Unopened, spine intact. This isn’t nostalgia. It’s archaeology with better lighting.
The Competitor doesn’t just play ranked. They study VODs from 2019 regional finals. They time their jump cancels down to the millisecond.
If your idea of fun is losing 17 straight matches to learn a new character’s punish window. Yeah, that’s you.
The Creator doesn’t wait for permission. They cut a 22-minute YouTube essay on why Celeste’s assist mode reshaped accessibility discourse. They drop a Discord bot that parses Twitch chat into real-time sentiment heatmaps.
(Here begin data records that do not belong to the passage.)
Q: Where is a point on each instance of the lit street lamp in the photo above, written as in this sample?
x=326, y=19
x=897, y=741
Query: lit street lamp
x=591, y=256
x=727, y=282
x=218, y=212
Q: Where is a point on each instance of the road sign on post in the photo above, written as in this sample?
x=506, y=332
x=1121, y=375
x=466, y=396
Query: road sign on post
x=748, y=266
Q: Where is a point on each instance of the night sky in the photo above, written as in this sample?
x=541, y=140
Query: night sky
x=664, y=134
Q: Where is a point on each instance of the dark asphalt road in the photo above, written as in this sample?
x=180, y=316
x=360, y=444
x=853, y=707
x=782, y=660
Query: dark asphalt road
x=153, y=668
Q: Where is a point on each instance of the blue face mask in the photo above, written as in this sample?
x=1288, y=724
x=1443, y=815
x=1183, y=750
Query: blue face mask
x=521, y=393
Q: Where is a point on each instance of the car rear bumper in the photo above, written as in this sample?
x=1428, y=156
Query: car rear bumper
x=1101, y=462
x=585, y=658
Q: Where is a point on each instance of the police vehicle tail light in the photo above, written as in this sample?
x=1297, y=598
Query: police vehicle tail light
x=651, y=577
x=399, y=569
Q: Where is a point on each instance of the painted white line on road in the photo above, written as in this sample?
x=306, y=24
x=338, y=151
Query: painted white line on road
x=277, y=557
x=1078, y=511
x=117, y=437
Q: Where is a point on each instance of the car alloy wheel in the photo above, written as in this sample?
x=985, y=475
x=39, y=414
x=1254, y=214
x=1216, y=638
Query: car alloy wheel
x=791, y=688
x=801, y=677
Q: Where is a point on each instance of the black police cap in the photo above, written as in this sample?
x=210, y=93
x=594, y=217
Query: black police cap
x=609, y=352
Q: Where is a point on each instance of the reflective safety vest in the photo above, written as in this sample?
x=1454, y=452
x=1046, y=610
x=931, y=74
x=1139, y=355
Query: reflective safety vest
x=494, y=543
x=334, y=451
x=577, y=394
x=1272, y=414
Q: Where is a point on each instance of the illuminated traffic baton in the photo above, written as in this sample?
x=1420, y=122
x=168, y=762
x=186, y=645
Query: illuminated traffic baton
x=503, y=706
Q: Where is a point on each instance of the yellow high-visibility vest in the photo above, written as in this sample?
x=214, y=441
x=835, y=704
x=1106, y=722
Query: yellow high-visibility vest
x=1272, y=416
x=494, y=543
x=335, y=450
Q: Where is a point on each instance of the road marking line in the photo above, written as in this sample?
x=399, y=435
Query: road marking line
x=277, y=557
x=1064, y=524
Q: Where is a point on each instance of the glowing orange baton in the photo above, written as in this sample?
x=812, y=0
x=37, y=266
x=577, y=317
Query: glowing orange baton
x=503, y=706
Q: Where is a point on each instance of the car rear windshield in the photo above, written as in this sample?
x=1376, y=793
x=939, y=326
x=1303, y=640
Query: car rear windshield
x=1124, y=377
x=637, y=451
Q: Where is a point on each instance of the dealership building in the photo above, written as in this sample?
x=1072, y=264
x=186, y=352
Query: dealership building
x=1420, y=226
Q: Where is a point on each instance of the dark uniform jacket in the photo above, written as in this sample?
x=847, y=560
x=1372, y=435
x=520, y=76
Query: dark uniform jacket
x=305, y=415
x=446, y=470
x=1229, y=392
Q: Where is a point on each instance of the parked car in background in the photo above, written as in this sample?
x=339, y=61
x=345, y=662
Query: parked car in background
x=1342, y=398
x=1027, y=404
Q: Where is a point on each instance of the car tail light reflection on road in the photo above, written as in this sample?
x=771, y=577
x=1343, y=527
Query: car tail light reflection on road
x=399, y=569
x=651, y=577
They draw fan art of Stardew Valley NPCs in Art Deco style. And post it on Tumblr at 3 a.m.
The Explorer chases novelty like oxygen. They’ll try a game where you play as a sentient landfill. They’ve beaten Getting Over It twice just to see what happens when you click the credits button three times fast.
They read the Jogameplayer gaming system reviews by javaobjects page before buying any emulator-compatible hardware (because) someone actually tested the input lag on real CRTs.
Which one are you?
Or are you lying to yourself?
How to Actually Get Better at Your Hobby

I used to think passion was enough.
It’s not.
For the aspiring Historian: Watch High Score on Netflix. Then go straight to Gaming Historian on YouTube. Start a collection.
But only of one thing. Box art from 1990 (1995) games. Or manuals.
Or cartridge labels. Pick one. Stick to it.
(You’ll learn more from ten focused items than fifty random ones.)
For the budding Competitor: Join the Smash Ultimate Discord. Not the big one. The regional one for your state.
Find a local tournament. Even if you lose every match. Or sign up for a free coaching session on Start.gg’s community board.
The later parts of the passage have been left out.